Robert Downey Sr. in the documentary  "Sr."

 Robert Downey Sr. in the documentary  "Sr." Credit: Netflix


WHERE Streaming on Netflix

WHAT IT'S ABOUT The story of the late underground cinema icon Robert Downey Sr. comes to life in a fitting way: a documentary that appears to have been shot and crafted on the fly, but with the exact sort of instinctual filmmaking talent and attention to cultural currents that characterized his most renowned work.

The directing credit on "Sr." goes to Chris Smith, a nonfiction veteran whose credits include "Fyre," "Bad Vegan" and others. But there are really two directors here — the other being the Rockville Centre-raised Downey Sr., who agreed to the movie on the condition that he could simultaneously make his own version of a film about himself.

The result is a fascinating self-portrait.

It chronicles the transgressive counterculture work Downey Sr. specialized in, most prominently illustrated by the 1969 classic "Putney Swope," with its story of what happens when the only Black man on an advertising company's board takes over the business.

But it's also a movie in which a man at the end of his life — Downey Sr. died of complications from Parkinson's disease in 2021 — comes to terms with his greatest and lowest moments, and takes an active role in shaping how he would like to be remembered.

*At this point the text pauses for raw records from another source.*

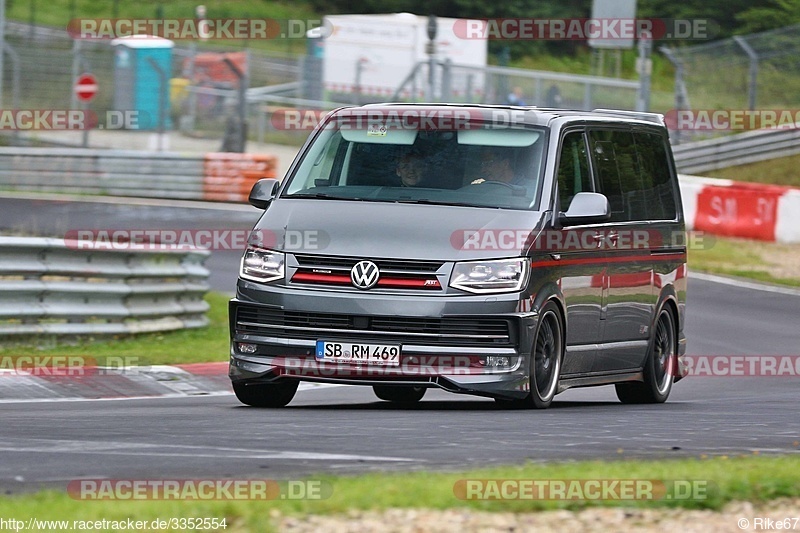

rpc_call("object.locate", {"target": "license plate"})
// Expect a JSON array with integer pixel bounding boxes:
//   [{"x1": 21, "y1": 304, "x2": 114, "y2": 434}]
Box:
[{"x1": 317, "y1": 341, "x2": 400, "y2": 366}]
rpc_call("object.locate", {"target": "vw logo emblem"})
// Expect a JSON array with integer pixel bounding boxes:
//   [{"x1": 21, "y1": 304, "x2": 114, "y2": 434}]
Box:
[{"x1": 350, "y1": 261, "x2": 381, "y2": 289}]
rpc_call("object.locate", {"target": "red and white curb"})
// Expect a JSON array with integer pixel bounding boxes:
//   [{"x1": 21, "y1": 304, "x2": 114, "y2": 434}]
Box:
[{"x1": 679, "y1": 175, "x2": 800, "y2": 242}]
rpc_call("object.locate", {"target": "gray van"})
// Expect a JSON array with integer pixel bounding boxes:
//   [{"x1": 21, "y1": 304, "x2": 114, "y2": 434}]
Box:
[{"x1": 229, "y1": 104, "x2": 687, "y2": 408}]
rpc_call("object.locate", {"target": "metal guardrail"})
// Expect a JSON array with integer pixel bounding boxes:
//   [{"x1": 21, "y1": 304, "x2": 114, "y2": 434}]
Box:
[
  {"x1": 0, "y1": 147, "x2": 204, "y2": 200},
  {"x1": 672, "y1": 124, "x2": 800, "y2": 174},
  {"x1": 0, "y1": 236, "x2": 209, "y2": 337}
]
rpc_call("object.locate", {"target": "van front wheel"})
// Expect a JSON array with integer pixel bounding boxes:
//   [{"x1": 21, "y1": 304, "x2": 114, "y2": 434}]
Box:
[{"x1": 529, "y1": 302, "x2": 564, "y2": 409}]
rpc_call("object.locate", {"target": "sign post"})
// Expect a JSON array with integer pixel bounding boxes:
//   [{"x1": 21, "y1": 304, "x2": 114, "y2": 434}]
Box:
[{"x1": 73, "y1": 73, "x2": 97, "y2": 148}]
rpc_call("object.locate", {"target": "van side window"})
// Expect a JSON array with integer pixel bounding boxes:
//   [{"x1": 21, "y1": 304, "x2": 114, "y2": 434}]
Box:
[
  {"x1": 558, "y1": 131, "x2": 593, "y2": 211},
  {"x1": 635, "y1": 132, "x2": 677, "y2": 220},
  {"x1": 590, "y1": 130, "x2": 643, "y2": 222}
]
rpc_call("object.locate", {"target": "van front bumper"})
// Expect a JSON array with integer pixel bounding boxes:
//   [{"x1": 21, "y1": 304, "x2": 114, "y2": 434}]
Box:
[{"x1": 229, "y1": 281, "x2": 537, "y2": 399}]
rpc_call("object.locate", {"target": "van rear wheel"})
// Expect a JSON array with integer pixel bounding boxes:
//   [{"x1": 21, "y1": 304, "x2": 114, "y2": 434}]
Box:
[
  {"x1": 372, "y1": 385, "x2": 428, "y2": 403},
  {"x1": 615, "y1": 308, "x2": 678, "y2": 404}
]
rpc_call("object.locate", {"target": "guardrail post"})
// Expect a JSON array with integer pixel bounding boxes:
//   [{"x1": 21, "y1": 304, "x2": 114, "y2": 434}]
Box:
[{"x1": 733, "y1": 35, "x2": 758, "y2": 111}]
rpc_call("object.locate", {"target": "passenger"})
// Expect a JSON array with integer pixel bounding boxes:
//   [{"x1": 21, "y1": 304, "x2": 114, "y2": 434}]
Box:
[
  {"x1": 396, "y1": 152, "x2": 425, "y2": 187},
  {"x1": 471, "y1": 146, "x2": 527, "y2": 186}
]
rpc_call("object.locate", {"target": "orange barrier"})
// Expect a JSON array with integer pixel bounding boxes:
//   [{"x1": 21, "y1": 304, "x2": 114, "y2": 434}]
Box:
[{"x1": 203, "y1": 152, "x2": 278, "y2": 202}]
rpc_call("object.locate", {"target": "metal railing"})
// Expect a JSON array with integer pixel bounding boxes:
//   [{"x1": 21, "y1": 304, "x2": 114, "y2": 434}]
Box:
[
  {"x1": 0, "y1": 148, "x2": 204, "y2": 200},
  {"x1": 672, "y1": 125, "x2": 800, "y2": 174},
  {"x1": 0, "y1": 236, "x2": 209, "y2": 338}
]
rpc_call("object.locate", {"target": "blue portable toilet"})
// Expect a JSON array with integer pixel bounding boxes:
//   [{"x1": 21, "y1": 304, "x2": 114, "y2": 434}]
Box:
[{"x1": 111, "y1": 35, "x2": 175, "y2": 130}]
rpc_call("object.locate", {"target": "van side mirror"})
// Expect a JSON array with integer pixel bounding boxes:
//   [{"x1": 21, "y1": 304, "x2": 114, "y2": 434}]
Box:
[
  {"x1": 247, "y1": 178, "x2": 281, "y2": 209},
  {"x1": 558, "y1": 192, "x2": 611, "y2": 226}
]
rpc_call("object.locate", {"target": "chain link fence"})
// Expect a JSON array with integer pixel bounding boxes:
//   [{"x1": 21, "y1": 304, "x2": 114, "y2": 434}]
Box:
[
  {"x1": 2, "y1": 21, "x2": 656, "y2": 151},
  {"x1": 661, "y1": 24, "x2": 800, "y2": 129}
]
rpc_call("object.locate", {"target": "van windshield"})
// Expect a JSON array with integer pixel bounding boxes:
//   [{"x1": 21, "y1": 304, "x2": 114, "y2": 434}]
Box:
[{"x1": 283, "y1": 122, "x2": 546, "y2": 209}]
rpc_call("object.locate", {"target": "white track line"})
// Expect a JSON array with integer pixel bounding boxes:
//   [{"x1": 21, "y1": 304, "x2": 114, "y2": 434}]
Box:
[{"x1": 689, "y1": 270, "x2": 800, "y2": 296}]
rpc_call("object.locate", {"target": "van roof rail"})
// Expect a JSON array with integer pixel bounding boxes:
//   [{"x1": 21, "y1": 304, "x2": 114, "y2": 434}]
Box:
[{"x1": 592, "y1": 109, "x2": 664, "y2": 126}]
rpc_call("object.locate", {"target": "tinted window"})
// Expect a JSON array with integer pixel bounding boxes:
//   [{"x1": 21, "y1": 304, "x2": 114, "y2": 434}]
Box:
[
  {"x1": 635, "y1": 133, "x2": 677, "y2": 220},
  {"x1": 590, "y1": 130, "x2": 641, "y2": 222},
  {"x1": 590, "y1": 130, "x2": 676, "y2": 222},
  {"x1": 558, "y1": 132, "x2": 593, "y2": 211}
]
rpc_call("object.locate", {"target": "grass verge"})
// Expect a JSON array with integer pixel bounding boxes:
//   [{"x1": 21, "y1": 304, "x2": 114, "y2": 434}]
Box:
[
  {"x1": 689, "y1": 235, "x2": 800, "y2": 287},
  {"x1": 703, "y1": 155, "x2": 800, "y2": 187},
  {"x1": 0, "y1": 456, "x2": 800, "y2": 531}
]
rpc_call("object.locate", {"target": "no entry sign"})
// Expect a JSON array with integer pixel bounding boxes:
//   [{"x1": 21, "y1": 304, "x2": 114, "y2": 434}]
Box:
[{"x1": 75, "y1": 74, "x2": 97, "y2": 102}]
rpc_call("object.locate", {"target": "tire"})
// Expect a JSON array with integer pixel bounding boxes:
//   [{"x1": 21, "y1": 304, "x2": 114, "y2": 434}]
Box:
[
  {"x1": 233, "y1": 380, "x2": 300, "y2": 407},
  {"x1": 372, "y1": 385, "x2": 428, "y2": 403},
  {"x1": 528, "y1": 302, "x2": 564, "y2": 409},
  {"x1": 615, "y1": 307, "x2": 678, "y2": 404}
]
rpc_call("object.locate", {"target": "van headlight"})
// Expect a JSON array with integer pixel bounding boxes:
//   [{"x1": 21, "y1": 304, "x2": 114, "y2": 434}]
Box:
[
  {"x1": 450, "y1": 258, "x2": 528, "y2": 293},
  {"x1": 239, "y1": 246, "x2": 286, "y2": 283}
]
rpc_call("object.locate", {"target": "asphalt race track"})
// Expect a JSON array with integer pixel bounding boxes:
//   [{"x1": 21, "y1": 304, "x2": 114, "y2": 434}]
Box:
[{"x1": 0, "y1": 194, "x2": 800, "y2": 492}]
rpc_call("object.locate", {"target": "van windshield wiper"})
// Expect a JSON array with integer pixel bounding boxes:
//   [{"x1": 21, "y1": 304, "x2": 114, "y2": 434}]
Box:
[
  {"x1": 395, "y1": 198, "x2": 500, "y2": 209},
  {"x1": 284, "y1": 192, "x2": 377, "y2": 202}
]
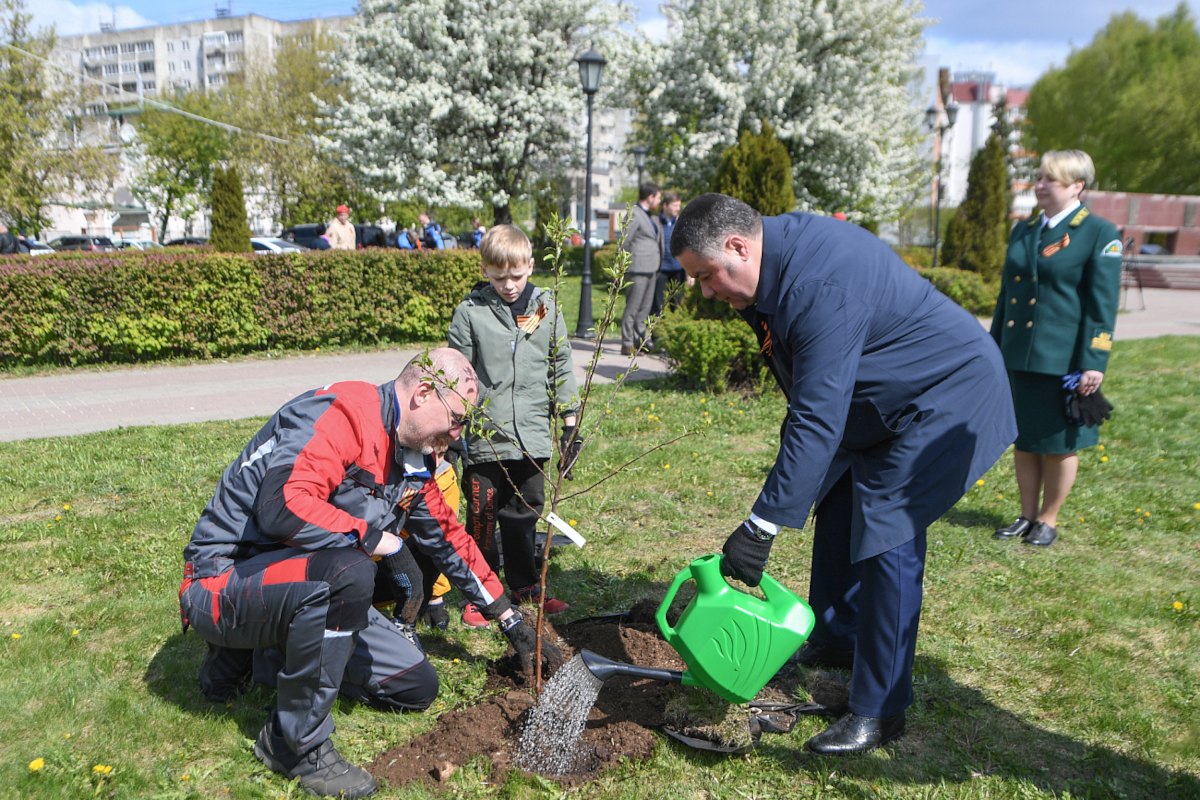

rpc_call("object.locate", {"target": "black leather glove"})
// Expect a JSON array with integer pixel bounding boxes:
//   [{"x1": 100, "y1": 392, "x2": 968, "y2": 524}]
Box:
[
  {"x1": 558, "y1": 425, "x2": 583, "y2": 481},
  {"x1": 1074, "y1": 389, "x2": 1112, "y2": 428},
  {"x1": 379, "y1": 547, "x2": 422, "y2": 625},
  {"x1": 721, "y1": 522, "x2": 775, "y2": 587},
  {"x1": 500, "y1": 612, "x2": 563, "y2": 674}
]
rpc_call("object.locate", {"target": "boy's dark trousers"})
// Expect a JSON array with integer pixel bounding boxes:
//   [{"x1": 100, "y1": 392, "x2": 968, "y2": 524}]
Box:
[{"x1": 463, "y1": 458, "x2": 547, "y2": 591}]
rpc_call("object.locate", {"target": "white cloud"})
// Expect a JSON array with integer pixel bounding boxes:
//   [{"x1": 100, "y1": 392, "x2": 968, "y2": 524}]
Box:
[
  {"x1": 30, "y1": 0, "x2": 155, "y2": 36},
  {"x1": 925, "y1": 36, "x2": 1070, "y2": 86}
]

That includes the significant presence of his son, Robert Downey Jr., who has coproduced and spearheaded the movie. He interviews his father on-screen, remembering how it felt to grow up at the center of the New York City avant-garde filmmaking scene and charting the evolution of their relationship.

In that sense, the picture is equally his own journey toward reconciling the good and the bad moments of their lifetime together, while finding his way forward into a new reality.

MY SAY Many documentarians working on biographical projects make the mistake of trying to delve into every possible detail of a subject's life. "Sr." transcends the standard treatment precisely because Smith and the Downeys avoid the trap.

The movie becomes freed up to capture the essence of this person and what made his art so important.

It peels back the fourth wall to show the cinematic mechanism in place: Downey Sr. sets up shots, offers direction to his son, and supervises the editing process for his version of the story when a bay for cutting the picture gets set up in his home.

"Sr." unfolds at an intersection of documentary and fiction that gets rarely acknowledged in either medium, but fundamentally defines each one.

Any ostensibly nonfiction movie has been shaped by a series of decisions, including camera placement and editing choices, that invest elements of artistic choice into a story. At the same time, fiction filmmaking cannot be separated from the interests of the artists behind-the-camera or the larger forces defining society at a particular moment.

Downey Sr. and his son shape and drive this movie to be whatever it might be, focused less on the particulars of every last memory or experience and more on the people they've become and the love they share.

The spontaneity, the blending of artifice and truth, reflects this grander sense of the role of the filmmaker, something transcendent about how we shape our own stories.

BOTTOM LINE This is one of the best movies of the year, unmissable even if you've never seen a Downey Sr. movie.